There aren’t many VFL/AFL players who have played in Premierships with two different clubs. There are even fewer who have managed to do so in their first season with each of those clubs.

That is one particularly unusual slice of history owned by Eddie Drohan, an electrifying wingman who shone first with Fitzroy and then with Collingwood in the late 1890s and early 1900s. A brilliant footballer and great clubman, he was something of a lucky talisman for each of his clubs, playing in a flag in his debut season with the Maroons and then again five years later when he crossed to Victoria Park.

Eddie’s journey began in Warrnambool, where he was born in 1876. The family moved to Melbourne when he was young, and he went to St Brigid’s in North Fitzroy. In the mid-1890s he won a medal from that club for ‘All Round Play’. The next year he was playing with Fitzroy Juniors, and by the opening round of the 1898 season he had been elevated to the Roys’ senior side. After his very first game, as a 21-year-old, The Australasian said he “played like an artist”.

He quickly became a regular with the seniors, playing 17 games for the season including the final game of the year when the Roys annexed their first VFL Premiership. He was there again the following year when they went back-to-back, and was named among the team’s best players in each of those big games – a wonderful achievement for one so fresh in the game.

It’s not known why he crossed to Collingwood in 1903, but by the time he did so he was an established star of the competition. He’d already played for Victoria, won two flags, and was regarded as one of the more brilliant centreline players in the game. He was fast and highly skilled and, decades later, reporters were still rhapsodising over the quality of his short passing. “Few players have shown the skill In short passing that Mr. Drohan demonstrated at Collingwood,” wrote The Argus after his death in 1938.

Indeed his mastery of the short pass was one of the reasons he fitted in so well at Collingwood, and he was quick to adopt the stab kick that had been ‘invented’ in 1902 by his new teammates during a trip to Tasmania.

“Eddy Drohan, on the centre line or forward, is known as the busy bee,” wrote Punch one year. “He is a working bee, and gathers in the spheroid like yellow box honey. With his wondrous resources [he] is a star footballer.” “Drohan in the centre shone like a Chinese festival,” wrote the same journal a year later.

Known widely as Ned, Drohan became famous for his wonderful moustache, complete with meticulously waxed ends. “If all other trades failed him, his beautiful wavy hair would bring him fame as a poet,” wrote one newspaper in 1908.

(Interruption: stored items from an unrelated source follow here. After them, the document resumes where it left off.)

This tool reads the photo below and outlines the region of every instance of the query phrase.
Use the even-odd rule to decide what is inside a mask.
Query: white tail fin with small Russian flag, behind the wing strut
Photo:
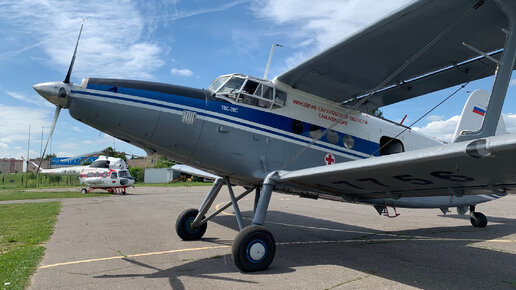
[[[459,124],[455,129],[453,142],[457,139],[463,131],[477,131],[482,126],[484,115],[486,113],[487,104],[489,103],[490,94],[484,90],[474,91],[466,101],[462,115],[460,116]],[[500,115],[498,127],[495,135],[507,134],[503,117]]]

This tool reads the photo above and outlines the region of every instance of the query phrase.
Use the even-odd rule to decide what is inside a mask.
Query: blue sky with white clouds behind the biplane
[[[32,86],[65,78],[81,23],[71,81],[85,77],[138,79],[206,88],[219,75],[262,77],[278,43],[273,78],[395,11],[408,0],[76,1],[0,0],[0,158],[41,154],[54,105]],[[450,141],[468,95],[490,90],[493,79],[470,83],[414,125]],[[384,117],[411,124],[447,97],[450,88],[382,108]],[[516,132],[516,78],[503,109]],[[30,131],[30,145],[28,144]],[[43,146],[44,146],[43,141]],[[106,135],[61,111],[48,153],[76,156],[108,146],[143,150]]]

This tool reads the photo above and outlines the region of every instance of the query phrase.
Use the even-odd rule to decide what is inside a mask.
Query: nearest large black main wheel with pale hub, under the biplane
[[[274,259],[276,242],[265,227],[248,226],[236,236],[231,254],[240,271],[263,271]]]

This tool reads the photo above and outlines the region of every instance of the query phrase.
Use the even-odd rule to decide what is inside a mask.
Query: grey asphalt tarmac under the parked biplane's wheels
[[[208,190],[63,199],[29,289],[516,288],[516,195],[478,205],[489,220],[478,229],[456,212],[399,209],[387,218],[372,206],[273,194],[266,227],[276,257],[267,271],[243,274],[231,260],[232,208],[200,241],[175,233],[179,213],[198,208]],[[214,206],[228,200],[223,188]],[[251,195],[240,202],[245,217],[252,204]]]

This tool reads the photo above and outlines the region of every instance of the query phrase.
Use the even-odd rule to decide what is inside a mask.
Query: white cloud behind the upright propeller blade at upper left
[[[83,17],[73,76],[150,79],[151,72],[164,63],[160,46],[142,35],[147,20],[135,2],[12,1],[2,4],[0,17],[37,43],[48,55],[49,67],[62,71],[63,76]]]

He was also adept at other sports, most notably cricket, where he was an outstanding opening batsman. In 1895-96, while still a teenager, he made the highest individual score in the season for Fitzroy Cricket Club. And he would later open the batting for Collingwood when they made their entry into District cricket.

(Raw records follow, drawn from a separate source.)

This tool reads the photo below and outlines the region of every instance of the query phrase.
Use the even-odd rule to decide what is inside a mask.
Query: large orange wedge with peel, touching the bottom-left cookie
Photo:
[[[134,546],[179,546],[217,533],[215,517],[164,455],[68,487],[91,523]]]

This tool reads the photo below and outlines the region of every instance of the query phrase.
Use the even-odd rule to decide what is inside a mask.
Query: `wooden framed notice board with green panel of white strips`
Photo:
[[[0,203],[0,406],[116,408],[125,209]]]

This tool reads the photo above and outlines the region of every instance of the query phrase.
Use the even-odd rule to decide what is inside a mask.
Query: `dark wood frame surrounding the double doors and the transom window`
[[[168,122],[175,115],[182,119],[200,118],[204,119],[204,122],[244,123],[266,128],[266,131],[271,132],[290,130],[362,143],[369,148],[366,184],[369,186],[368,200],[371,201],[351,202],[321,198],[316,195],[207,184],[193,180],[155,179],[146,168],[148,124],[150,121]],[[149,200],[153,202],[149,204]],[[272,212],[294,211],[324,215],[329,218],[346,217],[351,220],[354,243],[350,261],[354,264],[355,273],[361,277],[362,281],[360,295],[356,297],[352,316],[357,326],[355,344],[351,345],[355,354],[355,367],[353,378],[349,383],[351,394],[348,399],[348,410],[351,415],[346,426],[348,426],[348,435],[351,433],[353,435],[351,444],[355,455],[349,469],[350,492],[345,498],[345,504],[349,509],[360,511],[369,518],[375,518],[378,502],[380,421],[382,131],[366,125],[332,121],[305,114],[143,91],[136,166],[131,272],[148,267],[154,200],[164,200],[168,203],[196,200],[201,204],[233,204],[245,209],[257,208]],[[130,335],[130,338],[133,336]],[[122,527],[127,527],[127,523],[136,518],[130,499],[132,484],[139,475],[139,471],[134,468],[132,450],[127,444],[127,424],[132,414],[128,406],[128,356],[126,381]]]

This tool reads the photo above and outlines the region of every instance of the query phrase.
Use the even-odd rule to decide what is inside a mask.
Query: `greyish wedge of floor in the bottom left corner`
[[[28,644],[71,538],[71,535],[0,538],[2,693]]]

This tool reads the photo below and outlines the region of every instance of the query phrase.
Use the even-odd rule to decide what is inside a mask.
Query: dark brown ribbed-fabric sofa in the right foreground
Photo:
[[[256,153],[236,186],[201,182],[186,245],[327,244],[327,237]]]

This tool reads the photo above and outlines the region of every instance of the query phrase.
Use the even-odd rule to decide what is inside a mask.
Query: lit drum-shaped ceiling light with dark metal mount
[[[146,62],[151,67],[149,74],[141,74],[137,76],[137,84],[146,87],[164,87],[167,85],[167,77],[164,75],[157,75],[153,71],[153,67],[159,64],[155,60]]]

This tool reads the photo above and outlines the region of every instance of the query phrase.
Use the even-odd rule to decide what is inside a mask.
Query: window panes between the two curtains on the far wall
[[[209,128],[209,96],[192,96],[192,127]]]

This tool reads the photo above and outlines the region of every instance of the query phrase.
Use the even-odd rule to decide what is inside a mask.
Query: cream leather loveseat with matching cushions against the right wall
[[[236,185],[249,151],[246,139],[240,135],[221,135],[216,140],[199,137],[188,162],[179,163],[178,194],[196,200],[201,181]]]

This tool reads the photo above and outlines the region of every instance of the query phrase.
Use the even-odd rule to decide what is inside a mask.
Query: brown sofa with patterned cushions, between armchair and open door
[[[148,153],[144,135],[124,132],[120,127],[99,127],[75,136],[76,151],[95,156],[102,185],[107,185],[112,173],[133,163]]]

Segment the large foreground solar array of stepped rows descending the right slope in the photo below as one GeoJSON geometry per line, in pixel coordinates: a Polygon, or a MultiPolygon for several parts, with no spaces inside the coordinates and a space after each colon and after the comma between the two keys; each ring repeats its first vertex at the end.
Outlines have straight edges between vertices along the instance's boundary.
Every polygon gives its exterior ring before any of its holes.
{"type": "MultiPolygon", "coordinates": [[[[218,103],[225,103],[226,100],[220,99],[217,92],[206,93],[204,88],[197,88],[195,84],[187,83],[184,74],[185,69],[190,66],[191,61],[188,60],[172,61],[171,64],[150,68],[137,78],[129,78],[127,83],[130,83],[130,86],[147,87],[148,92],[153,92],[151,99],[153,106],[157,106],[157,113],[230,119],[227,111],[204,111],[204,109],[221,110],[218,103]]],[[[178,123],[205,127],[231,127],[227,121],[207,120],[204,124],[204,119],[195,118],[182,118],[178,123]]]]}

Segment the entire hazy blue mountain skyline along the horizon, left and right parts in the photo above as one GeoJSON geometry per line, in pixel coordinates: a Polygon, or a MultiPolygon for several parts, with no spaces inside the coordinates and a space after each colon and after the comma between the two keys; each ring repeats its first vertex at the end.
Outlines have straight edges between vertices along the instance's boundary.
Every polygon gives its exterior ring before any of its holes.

But Eddie’s contributions wherever he went could not be measured solely by his on-field performances. He also became a key part of the social fabric of the sporting clubs he called home. At Collingwood he often performed at club functions or on trips, and he was renowned as a singer specialising in ‘Irish comic ditties’. He was also one of the driving forces behind a series of social games played at Frankston between 1906 and 1912, featuring some of the biggest names in football at the time, many of whom would share a campsite together at Carrum for weeks or months on either side of the game.

All of this made Eddie a hugely popular teammate, and it was no surprise when he was elected Collingwood captain for the 1908 season. But he relinquished the honour midway through the season after deciding that he wanted to focus solely on playing. He retired at season’s end, just shy of his 100thgame with the Magpies (he had briefly flirted with retirement early in 1904, but luckily returned to the fold after a brief period away from the game).

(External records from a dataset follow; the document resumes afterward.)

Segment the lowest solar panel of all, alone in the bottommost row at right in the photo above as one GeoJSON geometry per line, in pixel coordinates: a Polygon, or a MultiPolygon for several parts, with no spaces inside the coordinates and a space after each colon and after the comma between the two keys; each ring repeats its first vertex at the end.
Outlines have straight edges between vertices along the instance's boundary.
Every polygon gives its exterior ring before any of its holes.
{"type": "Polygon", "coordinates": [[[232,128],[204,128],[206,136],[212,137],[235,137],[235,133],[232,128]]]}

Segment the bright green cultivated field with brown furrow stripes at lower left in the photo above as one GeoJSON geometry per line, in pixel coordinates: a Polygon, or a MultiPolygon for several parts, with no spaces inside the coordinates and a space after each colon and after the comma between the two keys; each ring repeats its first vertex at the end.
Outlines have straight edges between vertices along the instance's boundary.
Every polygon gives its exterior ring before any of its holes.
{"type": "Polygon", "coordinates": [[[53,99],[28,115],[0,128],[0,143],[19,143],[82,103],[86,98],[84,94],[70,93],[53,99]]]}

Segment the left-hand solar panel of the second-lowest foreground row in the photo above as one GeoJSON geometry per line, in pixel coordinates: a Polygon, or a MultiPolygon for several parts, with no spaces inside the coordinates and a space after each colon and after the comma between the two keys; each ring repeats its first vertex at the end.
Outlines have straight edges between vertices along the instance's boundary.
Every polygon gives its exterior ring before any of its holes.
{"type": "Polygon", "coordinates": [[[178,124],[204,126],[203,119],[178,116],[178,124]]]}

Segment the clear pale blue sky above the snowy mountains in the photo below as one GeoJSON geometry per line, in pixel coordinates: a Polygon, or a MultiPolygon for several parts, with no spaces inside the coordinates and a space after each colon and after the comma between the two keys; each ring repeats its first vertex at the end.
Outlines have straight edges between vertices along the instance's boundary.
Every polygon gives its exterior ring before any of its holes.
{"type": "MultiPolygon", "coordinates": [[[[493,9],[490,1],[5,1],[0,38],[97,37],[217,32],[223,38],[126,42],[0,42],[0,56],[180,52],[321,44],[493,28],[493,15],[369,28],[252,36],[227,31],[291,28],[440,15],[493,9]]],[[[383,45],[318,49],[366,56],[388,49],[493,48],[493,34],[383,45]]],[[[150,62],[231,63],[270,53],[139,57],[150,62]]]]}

But Eddie’s contribution to football was far from over. He became an umpire in 1909, then coached at both Melbourne and St Kilda (with relatively little success) before once again returning to umpiring. He also stayed involved with Collingwood, serving on the committee, acting as the club’s VFL delegate and even spending time as vice-president. A long-time employee of the Metropolitan Gas Company (where Ern Copeland was secretary for many years), he would go on to become something of an elder statesman in the game in the 1920s and 1930s.

There was widespread sadness within football circles when Eddie Drohan passed away in 1938. His contribution to the game, across two clubs and through a variety of roles – three-time Premiership player, brilliant wingman, captain, umpire, coach, committeeman, and more – was immense. We were lucky he came across from Fitzroy all those years ago.